Evaluation types included but were not limited to:
- Training/Development Evaluations including automated and human evaluations carried out continuously throughout and after the model’s training, to monitor its progress and performance;
- Human Red Teaming conducted by specialist teams across the policies and desiderata, deliberately trying to spot weaknesses and ensure the model adheres to safety policies and desired outcomes;
- Trust Assurance Evaluations conducted by evaluators who sit outside of the model development team, used to independently assess responsibility and safety governance decisions;
- Ethics & Safety Reviews were conducted ahead of the model’s release.
Safety Policies
Gemini’s safety policies are based on Google’s standard framework, which aim to prevent our Generative AI models from generating harmful content, including:
- Content related to child sexual abuse material and exploitation
- Hate speech (e.g. dehumanizing members of protected groups)

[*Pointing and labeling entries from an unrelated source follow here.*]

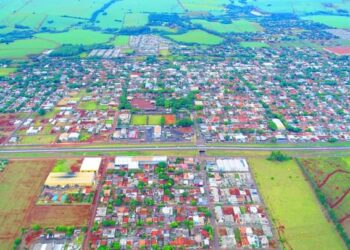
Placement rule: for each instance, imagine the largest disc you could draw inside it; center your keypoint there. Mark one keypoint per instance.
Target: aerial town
(174, 124)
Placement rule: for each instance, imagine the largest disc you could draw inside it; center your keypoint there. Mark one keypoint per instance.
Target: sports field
(237, 26)
(293, 207)
(197, 37)
(20, 184)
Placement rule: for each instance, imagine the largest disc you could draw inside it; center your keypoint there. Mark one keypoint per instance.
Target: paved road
(161, 148)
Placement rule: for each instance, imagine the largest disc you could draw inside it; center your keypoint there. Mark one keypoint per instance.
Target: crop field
(121, 41)
(20, 184)
(197, 37)
(204, 5)
(84, 37)
(293, 207)
(135, 20)
(254, 45)
(297, 6)
(340, 22)
(7, 71)
(25, 47)
(332, 176)
(237, 26)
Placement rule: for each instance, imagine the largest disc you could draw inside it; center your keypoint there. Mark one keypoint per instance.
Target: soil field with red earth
(332, 176)
(340, 51)
(20, 185)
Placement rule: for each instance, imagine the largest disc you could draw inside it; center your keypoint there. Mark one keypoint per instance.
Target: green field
(121, 41)
(254, 45)
(84, 37)
(332, 177)
(293, 206)
(138, 120)
(135, 20)
(62, 166)
(212, 6)
(340, 22)
(197, 37)
(237, 26)
(7, 71)
(25, 47)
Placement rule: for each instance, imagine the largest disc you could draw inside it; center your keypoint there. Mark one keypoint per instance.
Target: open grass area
(237, 26)
(293, 206)
(332, 177)
(121, 40)
(135, 20)
(254, 45)
(25, 47)
(197, 37)
(63, 165)
(139, 120)
(20, 184)
(7, 71)
(76, 37)
(340, 22)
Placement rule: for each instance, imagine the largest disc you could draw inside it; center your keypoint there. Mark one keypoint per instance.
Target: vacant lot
(332, 176)
(237, 26)
(198, 37)
(52, 216)
(20, 184)
(293, 206)
(340, 22)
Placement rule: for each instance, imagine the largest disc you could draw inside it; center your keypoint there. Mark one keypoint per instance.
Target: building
(137, 162)
(81, 179)
(91, 164)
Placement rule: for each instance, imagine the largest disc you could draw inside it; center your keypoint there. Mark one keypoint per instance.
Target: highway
(165, 148)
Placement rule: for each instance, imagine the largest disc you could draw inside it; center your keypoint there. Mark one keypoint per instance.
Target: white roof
(91, 164)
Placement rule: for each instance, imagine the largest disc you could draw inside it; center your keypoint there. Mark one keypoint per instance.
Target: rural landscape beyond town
(174, 124)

- Dangerous content (e.g. promoting suicide, or instructing in activities that could cause real-world harm)
- Harassment (e.g. encouraging violence against people)
- Sexually explicit content
- Medical advice that runs contrary to scientific or medical consensus
We continue to improve our internal evaluations, including refining automated evaluations to reduce false positives and negatives, as well as update query sets to ensure balance and maintain a high standard of results.
Frontier Safety Assessment
Gemini 3.1 Flash-Lite Image is part of the Gemini 3 family of models. We evaluated Gemini 3.1 Pro for frontier safety as it was the most generally capable model as of publication of this model card, and it did not reach any Critical Capability Levels (CCLs) outlined in our Frontier Safety Framework. Our assessments have shown that Gemini 3.1 Flash-Lite Image is less capable than Gemini 3.1 Pro, therefore based on Gemini 3.1 Pro, we are confident that that Gemini 3.1 Flash-Lite Image is also unlikely to reach any CCLs. For more information, read the Gemini 3.1 Pro Model Card.
Risks and Mitigations
Safety and responsibility was built into Gemini 3.1 Flash-Lite Image throughout the training and deployment lifecycle, including pre-training, post-training, and product-level mitigations. Mitigations include, but are not limited to:
- dataset filtering;
- conditional pre-training;
- supervised fine-tuning;
- reinforcement learning from human and critic feedback;
- safety policies and desiderata;
- product-level mitigations such as safety filtering.